Come si risolve il problema?
Voglio ricordare ciò che è accaduto in Albania quando agli inizi degli anni Novanta abbiamo assistito ad un imponente flusso migratorio. Il fenomeno si è bloccato solo quando si è intervenuti in Albania. Quando questo Paese ha trovato la propria via di sviluppo e un percorso politico democratico. Occorre agire allo stesso modo in Africa. Favorendone lo sviluppo. Solo così il fenomeno migratorio, nel lungo periodo, avrà termine. E bisogna intervenire al più presto anche perché la popolazione africana cresce demograficamente. Oggi conta 1 miliardo e trecento milioni di abitanti contro i 300 milioni del passato.

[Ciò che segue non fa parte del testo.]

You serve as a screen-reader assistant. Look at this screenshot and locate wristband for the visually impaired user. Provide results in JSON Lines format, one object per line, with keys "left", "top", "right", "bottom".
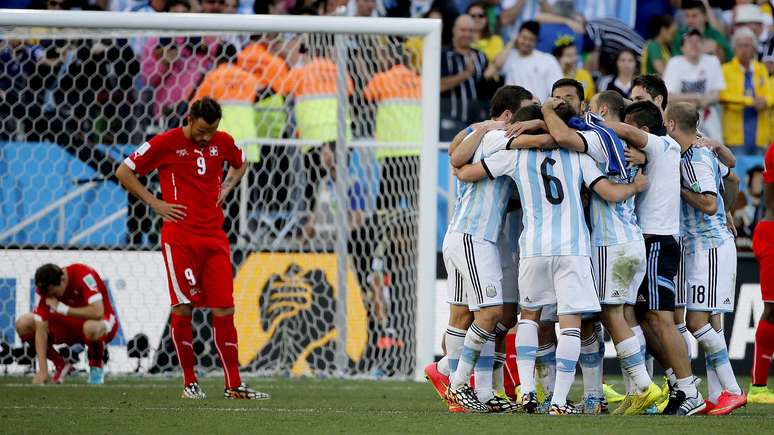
{"left": 465, "top": 126, "right": 474, "bottom": 135}
{"left": 55, "top": 303, "right": 70, "bottom": 316}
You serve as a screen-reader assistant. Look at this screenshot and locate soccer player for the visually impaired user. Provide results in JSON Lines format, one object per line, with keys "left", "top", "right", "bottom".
{"left": 668, "top": 102, "right": 746, "bottom": 415}
{"left": 543, "top": 90, "right": 662, "bottom": 415}
{"left": 456, "top": 102, "right": 647, "bottom": 415}
{"left": 15, "top": 263, "right": 119, "bottom": 385}
{"left": 750, "top": 136, "right": 774, "bottom": 404}
{"left": 115, "top": 97, "right": 268, "bottom": 400}
{"left": 606, "top": 101, "right": 705, "bottom": 415}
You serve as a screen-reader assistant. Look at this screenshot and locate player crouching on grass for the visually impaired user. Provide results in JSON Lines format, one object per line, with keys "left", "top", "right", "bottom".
{"left": 116, "top": 97, "right": 268, "bottom": 400}
{"left": 16, "top": 263, "right": 119, "bottom": 385}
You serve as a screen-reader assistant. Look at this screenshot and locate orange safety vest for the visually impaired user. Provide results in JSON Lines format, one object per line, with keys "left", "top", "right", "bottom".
{"left": 237, "top": 43, "right": 289, "bottom": 91}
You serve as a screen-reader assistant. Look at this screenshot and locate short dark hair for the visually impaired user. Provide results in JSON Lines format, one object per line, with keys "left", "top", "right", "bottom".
{"left": 647, "top": 14, "right": 674, "bottom": 39}
{"left": 666, "top": 102, "right": 699, "bottom": 132}
{"left": 624, "top": 101, "right": 664, "bottom": 133}
{"left": 189, "top": 97, "right": 222, "bottom": 124}
{"left": 35, "top": 264, "right": 63, "bottom": 295}
{"left": 681, "top": 0, "right": 706, "bottom": 13}
{"left": 510, "top": 104, "right": 543, "bottom": 124}
{"left": 552, "top": 78, "right": 585, "bottom": 102}
{"left": 632, "top": 75, "right": 669, "bottom": 109}
{"left": 595, "top": 90, "right": 625, "bottom": 120}
{"left": 519, "top": 20, "right": 540, "bottom": 37}
{"left": 490, "top": 85, "right": 533, "bottom": 118}
{"left": 165, "top": 0, "right": 190, "bottom": 11}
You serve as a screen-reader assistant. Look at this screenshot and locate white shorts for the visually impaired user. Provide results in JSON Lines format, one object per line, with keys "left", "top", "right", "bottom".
{"left": 684, "top": 238, "right": 737, "bottom": 313}
{"left": 518, "top": 255, "right": 601, "bottom": 316}
{"left": 498, "top": 235, "right": 519, "bottom": 304}
{"left": 443, "top": 231, "right": 504, "bottom": 311}
{"left": 592, "top": 240, "right": 647, "bottom": 306}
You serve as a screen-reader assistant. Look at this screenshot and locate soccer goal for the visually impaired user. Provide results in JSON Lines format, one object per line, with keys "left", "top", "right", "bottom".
{"left": 0, "top": 9, "right": 440, "bottom": 381}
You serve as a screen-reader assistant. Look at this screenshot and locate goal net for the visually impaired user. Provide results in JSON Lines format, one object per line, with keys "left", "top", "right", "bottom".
{"left": 0, "top": 10, "right": 439, "bottom": 380}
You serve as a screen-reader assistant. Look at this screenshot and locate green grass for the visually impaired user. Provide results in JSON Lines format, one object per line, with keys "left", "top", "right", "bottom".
{"left": 0, "top": 375, "right": 772, "bottom": 434}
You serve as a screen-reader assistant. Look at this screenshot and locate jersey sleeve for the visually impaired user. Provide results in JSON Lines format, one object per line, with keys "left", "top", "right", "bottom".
{"left": 579, "top": 153, "right": 606, "bottom": 189}
{"left": 124, "top": 136, "right": 168, "bottom": 176}
{"left": 481, "top": 130, "right": 512, "bottom": 155}
{"left": 576, "top": 130, "right": 607, "bottom": 164}
{"left": 682, "top": 154, "right": 717, "bottom": 195}
{"left": 223, "top": 134, "right": 245, "bottom": 169}
{"left": 641, "top": 133, "right": 665, "bottom": 162}
{"left": 482, "top": 150, "right": 518, "bottom": 180}
{"left": 80, "top": 272, "right": 104, "bottom": 305}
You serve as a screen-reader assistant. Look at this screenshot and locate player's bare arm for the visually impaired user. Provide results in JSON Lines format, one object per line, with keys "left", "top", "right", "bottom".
{"left": 449, "top": 120, "right": 504, "bottom": 168}
{"left": 511, "top": 133, "right": 557, "bottom": 150}
{"left": 624, "top": 147, "right": 647, "bottom": 166}
{"left": 694, "top": 136, "right": 736, "bottom": 168}
{"left": 591, "top": 172, "right": 648, "bottom": 203}
{"left": 45, "top": 297, "right": 104, "bottom": 320}
{"left": 723, "top": 171, "right": 740, "bottom": 237}
{"left": 680, "top": 187, "right": 718, "bottom": 215}
{"left": 217, "top": 164, "right": 247, "bottom": 206}
{"left": 115, "top": 163, "right": 187, "bottom": 222}
{"left": 541, "top": 97, "right": 584, "bottom": 152}
{"left": 455, "top": 162, "right": 488, "bottom": 182}
{"left": 503, "top": 119, "right": 547, "bottom": 138}
{"left": 33, "top": 319, "right": 49, "bottom": 384}
{"left": 605, "top": 121, "right": 648, "bottom": 150}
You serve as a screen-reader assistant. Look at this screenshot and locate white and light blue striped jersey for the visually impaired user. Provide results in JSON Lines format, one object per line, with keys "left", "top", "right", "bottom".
{"left": 680, "top": 146, "right": 733, "bottom": 252}
{"left": 448, "top": 130, "right": 516, "bottom": 243}
{"left": 577, "top": 130, "right": 643, "bottom": 246}
{"left": 483, "top": 148, "right": 604, "bottom": 258}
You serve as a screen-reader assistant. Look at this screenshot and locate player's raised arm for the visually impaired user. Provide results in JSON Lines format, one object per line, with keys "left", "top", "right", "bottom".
{"left": 605, "top": 121, "right": 649, "bottom": 150}
{"left": 116, "top": 162, "right": 187, "bottom": 222}
{"left": 455, "top": 162, "right": 488, "bottom": 182}
{"left": 541, "top": 97, "right": 585, "bottom": 152}
{"left": 450, "top": 121, "right": 505, "bottom": 168}
{"left": 592, "top": 172, "right": 649, "bottom": 203}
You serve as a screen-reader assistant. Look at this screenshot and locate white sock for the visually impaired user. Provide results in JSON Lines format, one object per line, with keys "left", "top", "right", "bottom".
{"left": 493, "top": 352, "right": 506, "bottom": 392}
{"left": 705, "top": 357, "right": 722, "bottom": 403}
{"left": 552, "top": 328, "right": 581, "bottom": 407}
{"left": 632, "top": 325, "right": 653, "bottom": 378}
{"left": 516, "top": 320, "right": 539, "bottom": 394}
{"left": 451, "top": 323, "right": 493, "bottom": 389}
{"left": 437, "top": 355, "right": 450, "bottom": 377}
{"left": 474, "top": 337, "right": 496, "bottom": 402}
{"left": 445, "top": 326, "right": 466, "bottom": 377}
{"left": 615, "top": 336, "right": 651, "bottom": 393}
{"left": 580, "top": 333, "right": 603, "bottom": 397}
{"left": 676, "top": 376, "right": 698, "bottom": 397}
{"left": 694, "top": 324, "right": 741, "bottom": 395}
{"left": 535, "top": 343, "right": 557, "bottom": 396}
{"left": 677, "top": 323, "right": 694, "bottom": 360}
{"left": 666, "top": 368, "right": 677, "bottom": 387}
{"left": 594, "top": 322, "right": 606, "bottom": 390}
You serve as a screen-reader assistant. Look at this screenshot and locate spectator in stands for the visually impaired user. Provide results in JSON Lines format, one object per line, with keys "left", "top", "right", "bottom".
{"left": 165, "top": 0, "right": 190, "bottom": 12}
{"left": 720, "top": 27, "right": 773, "bottom": 155}
{"left": 664, "top": 28, "right": 726, "bottom": 140}
{"left": 490, "top": 20, "right": 562, "bottom": 102}
{"left": 598, "top": 48, "right": 638, "bottom": 97}
{"left": 200, "top": 0, "right": 225, "bottom": 13}
{"left": 499, "top": 0, "right": 552, "bottom": 42}
{"left": 672, "top": 0, "right": 733, "bottom": 62}
{"left": 349, "top": 0, "right": 377, "bottom": 16}
{"left": 439, "top": 14, "right": 490, "bottom": 139}
{"left": 467, "top": 1, "right": 504, "bottom": 63}
{"left": 552, "top": 36, "right": 594, "bottom": 103}
{"left": 641, "top": 14, "right": 676, "bottom": 75}
{"left": 124, "top": 0, "right": 164, "bottom": 12}
{"left": 732, "top": 4, "right": 771, "bottom": 60}
{"left": 734, "top": 165, "right": 765, "bottom": 245}
{"left": 253, "top": 0, "right": 286, "bottom": 14}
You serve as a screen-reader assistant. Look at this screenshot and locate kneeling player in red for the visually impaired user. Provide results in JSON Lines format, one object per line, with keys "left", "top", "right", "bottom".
{"left": 116, "top": 97, "right": 268, "bottom": 400}
{"left": 15, "top": 263, "right": 119, "bottom": 385}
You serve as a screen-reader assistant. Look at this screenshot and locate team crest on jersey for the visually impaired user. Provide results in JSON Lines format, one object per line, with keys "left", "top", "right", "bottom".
{"left": 83, "top": 274, "right": 98, "bottom": 291}
{"left": 486, "top": 285, "right": 497, "bottom": 298}
{"left": 209, "top": 146, "right": 218, "bottom": 156}
{"left": 176, "top": 149, "right": 188, "bottom": 157}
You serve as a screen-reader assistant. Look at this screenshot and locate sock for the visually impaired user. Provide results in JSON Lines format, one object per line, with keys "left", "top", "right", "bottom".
{"left": 20, "top": 333, "right": 65, "bottom": 369}
{"left": 580, "top": 333, "right": 603, "bottom": 397}
{"left": 631, "top": 325, "right": 653, "bottom": 378}
{"left": 535, "top": 343, "right": 557, "bottom": 396}
{"left": 493, "top": 352, "right": 506, "bottom": 392}
{"left": 212, "top": 314, "right": 243, "bottom": 389}
{"left": 676, "top": 376, "right": 698, "bottom": 397}
{"left": 552, "top": 328, "right": 581, "bottom": 407}
{"left": 515, "top": 320, "right": 539, "bottom": 394}
{"left": 752, "top": 318, "right": 774, "bottom": 386}
{"left": 677, "top": 323, "right": 694, "bottom": 360}
{"left": 705, "top": 356, "right": 722, "bottom": 403}
{"left": 594, "top": 322, "right": 606, "bottom": 390}
{"left": 615, "top": 336, "right": 651, "bottom": 393}
{"left": 451, "top": 323, "right": 493, "bottom": 389}
{"left": 170, "top": 313, "right": 197, "bottom": 386}
{"left": 665, "top": 368, "right": 677, "bottom": 387}
{"left": 474, "top": 337, "right": 496, "bottom": 402}
{"left": 437, "top": 355, "right": 450, "bottom": 377}
{"left": 87, "top": 340, "right": 105, "bottom": 368}
{"left": 694, "top": 324, "right": 741, "bottom": 395}
{"left": 445, "top": 326, "right": 467, "bottom": 377}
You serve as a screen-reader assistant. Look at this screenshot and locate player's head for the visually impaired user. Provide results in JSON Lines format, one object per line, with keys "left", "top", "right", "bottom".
{"left": 551, "top": 79, "right": 585, "bottom": 121}
{"left": 509, "top": 105, "right": 545, "bottom": 131}
{"left": 186, "top": 97, "right": 222, "bottom": 147}
{"left": 589, "top": 91, "right": 624, "bottom": 122}
{"left": 631, "top": 75, "right": 668, "bottom": 111}
{"left": 35, "top": 264, "right": 66, "bottom": 297}
{"left": 516, "top": 20, "right": 540, "bottom": 56}
{"left": 665, "top": 101, "right": 699, "bottom": 136}
{"left": 623, "top": 100, "right": 666, "bottom": 135}
{"left": 490, "top": 85, "right": 534, "bottom": 121}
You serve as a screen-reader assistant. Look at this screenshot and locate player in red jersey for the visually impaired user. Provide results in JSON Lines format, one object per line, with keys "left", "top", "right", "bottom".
{"left": 15, "top": 263, "right": 119, "bottom": 385}
{"left": 115, "top": 97, "right": 267, "bottom": 400}
{"left": 750, "top": 143, "right": 774, "bottom": 404}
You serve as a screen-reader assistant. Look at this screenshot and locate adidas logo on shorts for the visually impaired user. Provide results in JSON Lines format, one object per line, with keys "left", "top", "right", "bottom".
{"left": 612, "top": 291, "right": 621, "bottom": 297}
{"left": 637, "top": 294, "right": 646, "bottom": 303}
{"left": 524, "top": 296, "right": 532, "bottom": 302}
{"left": 723, "top": 298, "right": 731, "bottom": 305}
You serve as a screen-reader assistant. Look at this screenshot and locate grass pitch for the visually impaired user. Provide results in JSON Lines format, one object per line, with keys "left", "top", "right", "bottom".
{"left": 0, "top": 375, "right": 771, "bottom": 434}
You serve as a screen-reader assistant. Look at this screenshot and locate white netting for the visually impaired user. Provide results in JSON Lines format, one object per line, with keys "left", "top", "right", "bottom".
{"left": 0, "top": 23, "right": 428, "bottom": 378}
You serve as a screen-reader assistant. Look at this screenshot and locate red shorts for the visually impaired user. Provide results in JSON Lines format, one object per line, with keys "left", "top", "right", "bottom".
{"left": 160, "top": 226, "right": 234, "bottom": 308}
{"left": 47, "top": 313, "right": 119, "bottom": 345}
{"left": 754, "top": 221, "right": 774, "bottom": 302}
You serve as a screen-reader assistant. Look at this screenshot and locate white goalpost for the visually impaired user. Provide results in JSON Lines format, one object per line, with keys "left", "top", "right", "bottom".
{"left": 0, "top": 9, "right": 440, "bottom": 381}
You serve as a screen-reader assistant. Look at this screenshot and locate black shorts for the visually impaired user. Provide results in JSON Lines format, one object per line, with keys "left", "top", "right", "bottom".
{"left": 636, "top": 235, "right": 680, "bottom": 313}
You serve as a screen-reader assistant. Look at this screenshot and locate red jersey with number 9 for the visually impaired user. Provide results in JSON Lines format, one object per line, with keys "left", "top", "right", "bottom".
{"left": 124, "top": 127, "right": 245, "bottom": 236}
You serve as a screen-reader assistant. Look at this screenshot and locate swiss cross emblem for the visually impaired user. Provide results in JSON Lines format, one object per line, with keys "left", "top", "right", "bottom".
{"left": 176, "top": 149, "right": 188, "bottom": 157}
{"left": 209, "top": 146, "right": 218, "bottom": 156}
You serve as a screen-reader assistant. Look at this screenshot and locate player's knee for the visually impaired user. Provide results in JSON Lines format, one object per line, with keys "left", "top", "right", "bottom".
{"left": 449, "top": 308, "right": 473, "bottom": 329}
{"left": 763, "top": 303, "right": 774, "bottom": 323}
{"left": 15, "top": 313, "right": 35, "bottom": 335}
{"left": 499, "top": 305, "right": 518, "bottom": 329}
{"left": 685, "top": 314, "right": 708, "bottom": 334}
{"left": 476, "top": 305, "right": 503, "bottom": 329}
{"left": 644, "top": 310, "right": 673, "bottom": 333}
{"left": 83, "top": 321, "right": 106, "bottom": 341}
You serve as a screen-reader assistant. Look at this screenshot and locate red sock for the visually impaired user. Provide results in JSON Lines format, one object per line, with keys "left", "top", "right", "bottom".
{"left": 87, "top": 340, "right": 105, "bottom": 368}
{"left": 212, "top": 314, "right": 242, "bottom": 389}
{"left": 20, "top": 333, "right": 65, "bottom": 369}
{"left": 170, "top": 313, "right": 197, "bottom": 386}
{"left": 753, "top": 319, "right": 774, "bottom": 386}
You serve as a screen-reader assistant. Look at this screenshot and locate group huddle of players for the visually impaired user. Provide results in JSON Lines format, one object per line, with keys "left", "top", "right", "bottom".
{"left": 425, "top": 75, "right": 748, "bottom": 416}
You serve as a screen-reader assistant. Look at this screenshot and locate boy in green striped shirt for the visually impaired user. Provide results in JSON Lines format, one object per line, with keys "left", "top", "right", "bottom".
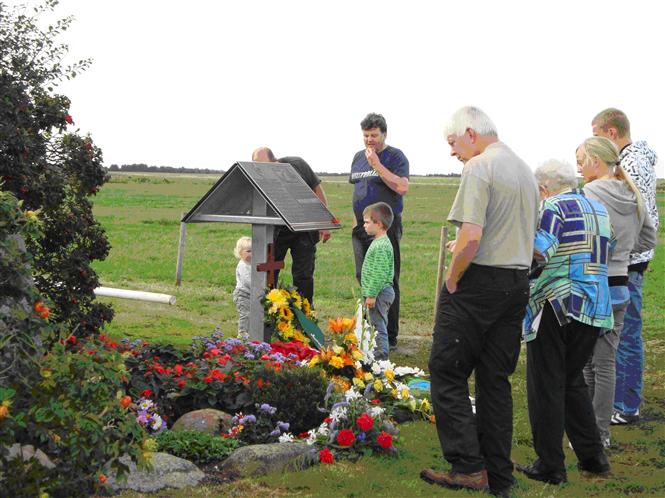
{"left": 361, "top": 202, "right": 396, "bottom": 360}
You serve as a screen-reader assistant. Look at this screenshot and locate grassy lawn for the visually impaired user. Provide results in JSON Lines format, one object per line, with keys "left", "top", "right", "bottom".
{"left": 94, "top": 172, "right": 665, "bottom": 497}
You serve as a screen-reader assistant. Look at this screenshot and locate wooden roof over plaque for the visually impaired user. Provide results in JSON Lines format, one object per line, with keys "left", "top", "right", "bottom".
{"left": 182, "top": 161, "right": 342, "bottom": 232}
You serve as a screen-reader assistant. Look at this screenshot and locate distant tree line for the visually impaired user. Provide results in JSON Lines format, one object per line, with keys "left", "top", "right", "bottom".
{"left": 107, "top": 164, "right": 461, "bottom": 177}
{"left": 107, "top": 163, "right": 225, "bottom": 175}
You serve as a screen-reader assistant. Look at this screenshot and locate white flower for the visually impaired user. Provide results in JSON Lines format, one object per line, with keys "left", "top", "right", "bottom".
{"left": 139, "top": 400, "right": 154, "bottom": 411}
{"left": 368, "top": 406, "right": 385, "bottom": 418}
{"left": 377, "top": 359, "right": 395, "bottom": 371}
{"left": 394, "top": 366, "right": 425, "bottom": 377}
{"left": 278, "top": 432, "right": 295, "bottom": 443}
{"left": 331, "top": 406, "right": 348, "bottom": 422}
{"left": 150, "top": 414, "right": 163, "bottom": 431}
{"left": 344, "top": 388, "right": 362, "bottom": 402}
{"left": 371, "top": 363, "right": 382, "bottom": 375}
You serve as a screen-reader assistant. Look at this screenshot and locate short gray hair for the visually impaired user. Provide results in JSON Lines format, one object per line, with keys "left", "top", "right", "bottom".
{"left": 534, "top": 159, "right": 578, "bottom": 192}
{"left": 444, "top": 106, "right": 498, "bottom": 137}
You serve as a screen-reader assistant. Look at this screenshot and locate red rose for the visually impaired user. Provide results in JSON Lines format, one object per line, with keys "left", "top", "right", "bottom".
{"left": 336, "top": 428, "right": 356, "bottom": 447}
{"left": 141, "top": 389, "right": 153, "bottom": 398}
{"left": 204, "top": 375, "right": 213, "bottom": 383}
{"left": 210, "top": 348, "right": 220, "bottom": 356}
{"left": 64, "top": 114, "right": 73, "bottom": 124}
{"left": 177, "top": 379, "right": 186, "bottom": 388}
{"left": 377, "top": 431, "right": 393, "bottom": 449}
{"left": 356, "top": 413, "right": 374, "bottom": 432}
{"left": 319, "top": 447, "right": 334, "bottom": 464}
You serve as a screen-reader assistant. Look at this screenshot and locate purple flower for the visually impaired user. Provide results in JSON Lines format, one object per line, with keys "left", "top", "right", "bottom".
{"left": 277, "top": 421, "right": 290, "bottom": 431}
{"left": 269, "top": 429, "right": 281, "bottom": 437}
{"left": 259, "top": 403, "right": 277, "bottom": 415}
{"left": 241, "top": 414, "right": 256, "bottom": 424}
{"left": 324, "top": 382, "right": 335, "bottom": 402}
{"left": 357, "top": 432, "right": 366, "bottom": 442}
{"left": 244, "top": 351, "right": 256, "bottom": 360}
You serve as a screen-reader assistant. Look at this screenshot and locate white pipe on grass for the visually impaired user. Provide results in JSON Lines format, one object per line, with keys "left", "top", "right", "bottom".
{"left": 94, "top": 286, "right": 176, "bottom": 305}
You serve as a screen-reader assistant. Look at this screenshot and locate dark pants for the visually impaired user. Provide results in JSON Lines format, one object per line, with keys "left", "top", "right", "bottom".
{"left": 527, "top": 302, "right": 605, "bottom": 472}
{"left": 273, "top": 229, "right": 318, "bottom": 304}
{"left": 429, "top": 264, "right": 529, "bottom": 492}
{"left": 352, "top": 214, "right": 402, "bottom": 345}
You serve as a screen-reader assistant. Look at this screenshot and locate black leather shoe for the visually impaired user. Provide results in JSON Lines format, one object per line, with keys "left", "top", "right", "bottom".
{"left": 515, "top": 462, "right": 567, "bottom": 484}
{"left": 490, "top": 486, "right": 513, "bottom": 497}
{"left": 578, "top": 452, "right": 611, "bottom": 477}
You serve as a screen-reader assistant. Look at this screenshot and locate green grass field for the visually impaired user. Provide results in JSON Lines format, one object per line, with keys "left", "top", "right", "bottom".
{"left": 94, "top": 172, "right": 665, "bottom": 498}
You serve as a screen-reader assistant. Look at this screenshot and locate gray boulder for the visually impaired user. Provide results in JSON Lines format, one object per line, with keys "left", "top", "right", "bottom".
{"left": 4, "top": 444, "right": 55, "bottom": 469}
{"left": 220, "top": 442, "right": 319, "bottom": 478}
{"left": 105, "top": 452, "right": 204, "bottom": 493}
{"left": 172, "top": 408, "right": 233, "bottom": 434}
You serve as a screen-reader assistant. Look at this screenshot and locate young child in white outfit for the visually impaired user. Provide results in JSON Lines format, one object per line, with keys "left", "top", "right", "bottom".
{"left": 233, "top": 236, "right": 251, "bottom": 339}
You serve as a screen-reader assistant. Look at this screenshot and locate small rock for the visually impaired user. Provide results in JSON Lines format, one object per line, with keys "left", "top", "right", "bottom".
{"left": 220, "top": 443, "right": 318, "bottom": 479}
{"left": 172, "top": 408, "right": 233, "bottom": 434}
{"left": 5, "top": 444, "right": 55, "bottom": 469}
{"left": 104, "top": 452, "right": 204, "bottom": 493}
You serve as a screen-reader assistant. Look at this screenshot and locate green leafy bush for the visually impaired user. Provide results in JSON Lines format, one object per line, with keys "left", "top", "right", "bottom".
{"left": 1, "top": 338, "right": 148, "bottom": 497}
{"left": 248, "top": 364, "right": 328, "bottom": 435}
{"left": 155, "top": 430, "right": 238, "bottom": 464}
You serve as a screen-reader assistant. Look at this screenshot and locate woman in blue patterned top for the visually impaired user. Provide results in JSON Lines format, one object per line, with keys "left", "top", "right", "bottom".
{"left": 517, "top": 159, "right": 614, "bottom": 485}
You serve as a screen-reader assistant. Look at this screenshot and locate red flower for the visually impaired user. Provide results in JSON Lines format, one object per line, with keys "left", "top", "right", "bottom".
{"left": 336, "top": 429, "right": 356, "bottom": 447}
{"left": 324, "top": 417, "right": 332, "bottom": 424}
{"left": 298, "top": 432, "right": 310, "bottom": 439}
{"left": 256, "top": 378, "right": 265, "bottom": 389}
{"left": 203, "top": 352, "right": 211, "bottom": 359}
{"left": 370, "top": 399, "right": 381, "bottom": 405}
{"left": 64, "top": 114, "right": 73, "bottom": 124}
{"left": 177, "top": 379, "right": 186, "bottom": 388}
{"left": 356, "top": 413, "right": 374, "bottom": 432}
{"left": 331, "top": 217, "right": 340, "bottom": 225}
{"left": 174, "top": 364, "right": 183, "bottom": 376}
{"left": 67, "top": 335, "right": 77, "bottom": 345}
{"left": 210, "top": 348, "right": 220, "bottom": 356}
{"left": 319, "top": 447, "right": 334, "bottom": 464}
{"left": 377, "top": 431, "right": 393, "bottom": 449}
{"left": 204, "top": 375, "right": 213, "bottom": 383}
{"left": 141, "top": 389, "right": 153, "bottom": 398}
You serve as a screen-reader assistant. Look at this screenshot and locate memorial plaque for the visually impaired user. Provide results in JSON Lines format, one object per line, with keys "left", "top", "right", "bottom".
{"left": 181, "top": 161, "right": 341, "bottom": 342}
{"left": 182, "top": 162, "right": 340, "bottom": 231}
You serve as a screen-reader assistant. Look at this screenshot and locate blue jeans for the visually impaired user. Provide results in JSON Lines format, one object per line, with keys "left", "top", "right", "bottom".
{"left": 614, "top": 271, "right": 645, "bottom": 415}
{"left": 369, "top": 286, "right": 395, "bottom": 360}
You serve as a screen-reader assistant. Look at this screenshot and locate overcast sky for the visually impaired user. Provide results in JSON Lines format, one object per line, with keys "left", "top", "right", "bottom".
{"left": 11, "top": 0, "right": 664, "bottom": 176}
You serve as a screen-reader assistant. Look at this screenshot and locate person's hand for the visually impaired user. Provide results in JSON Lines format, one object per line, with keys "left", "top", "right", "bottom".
{"left": 445, "top": 277, "right": 458, "bottom": 294}
{"left": 320, "top": 229, "right": 331, "bottom": 243}
{"left": 365, "top": 296, "right": 376, "bottom": 308}
{"left": 365, "top": 147, "right": 380, "bottom": 170}
{"left": 446, "top": 239, "right": 457, "bottom": 252}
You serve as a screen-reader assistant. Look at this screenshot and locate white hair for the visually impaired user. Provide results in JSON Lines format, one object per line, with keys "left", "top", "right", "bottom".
{"left": 534, "top": 159, "right": 578, "bottom": 192}
{"left": 444, "top": 106, "right": 498, "bottom": 137}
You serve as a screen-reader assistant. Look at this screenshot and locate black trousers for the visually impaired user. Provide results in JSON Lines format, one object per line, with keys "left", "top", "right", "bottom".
{"left": 429, "top": 264, "right": 529, "bottom": 492}
{"left": 352, "top": 214, "right": 402, "bottom": 344}
{"left": 526, "top": 302, "right": 604, "bottom": 473}
{"left": 273, "top": 229, "right": 318, "bottom": 304}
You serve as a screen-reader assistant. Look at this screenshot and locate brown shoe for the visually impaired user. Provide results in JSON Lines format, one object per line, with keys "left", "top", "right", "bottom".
{"left": 420, "top": 468, "right": 489, "bottom": 491}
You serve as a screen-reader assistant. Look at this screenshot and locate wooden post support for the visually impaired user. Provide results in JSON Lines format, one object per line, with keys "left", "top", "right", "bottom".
{"left": 434, "top": 226, "right": 449, "bottom": 320}
{"left": 175, "top": 212, "right": 186, "bottom": 286}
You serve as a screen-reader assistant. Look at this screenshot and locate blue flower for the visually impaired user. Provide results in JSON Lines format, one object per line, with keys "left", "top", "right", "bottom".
{"left": 357, "top": 432, "right": 366, "bottom": 442}
{"left": 277, "top": 421, "right": 290, "bottom": 431}
{"left": 259, "top": 403, "right": 277, "bottom": 415}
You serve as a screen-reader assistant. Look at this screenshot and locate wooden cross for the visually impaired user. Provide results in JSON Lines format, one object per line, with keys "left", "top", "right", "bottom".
{"left": 256, "top": 242, "right": 284, "bottom": 288}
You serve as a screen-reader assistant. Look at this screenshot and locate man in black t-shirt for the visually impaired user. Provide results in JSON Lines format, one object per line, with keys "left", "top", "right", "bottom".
{"left": 251, "top": 147, "right": 330, "bottom": 304}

In tutto questo, l’Europa da che parte sta?
La posizione dell’Europa è molto ambigua e invece dovrebbe farsene carico perché la decisione è certamente di tipo politico, a livello nazionale e sovranazionale. E poi, i fenomeni migratori ci sono sempre stati: a volte sono stati affrontati in maniera repressiva ma spesso anche in maniera inclusiva. La storia farà il suo corso. Intanto bisogna sollecitare l’Europa perché la risoluzione del problema si otterrà solo quando in primis tutti i paesi europei lavoreranno insieme senza alzare muri o barriere, come sta facendo l’Austria, ad esempio. Inoltre, nel processo di rinascita dell’Africa, è necessario il coinvolgimento delle potenze politiche ed economiche di tutto il mondo.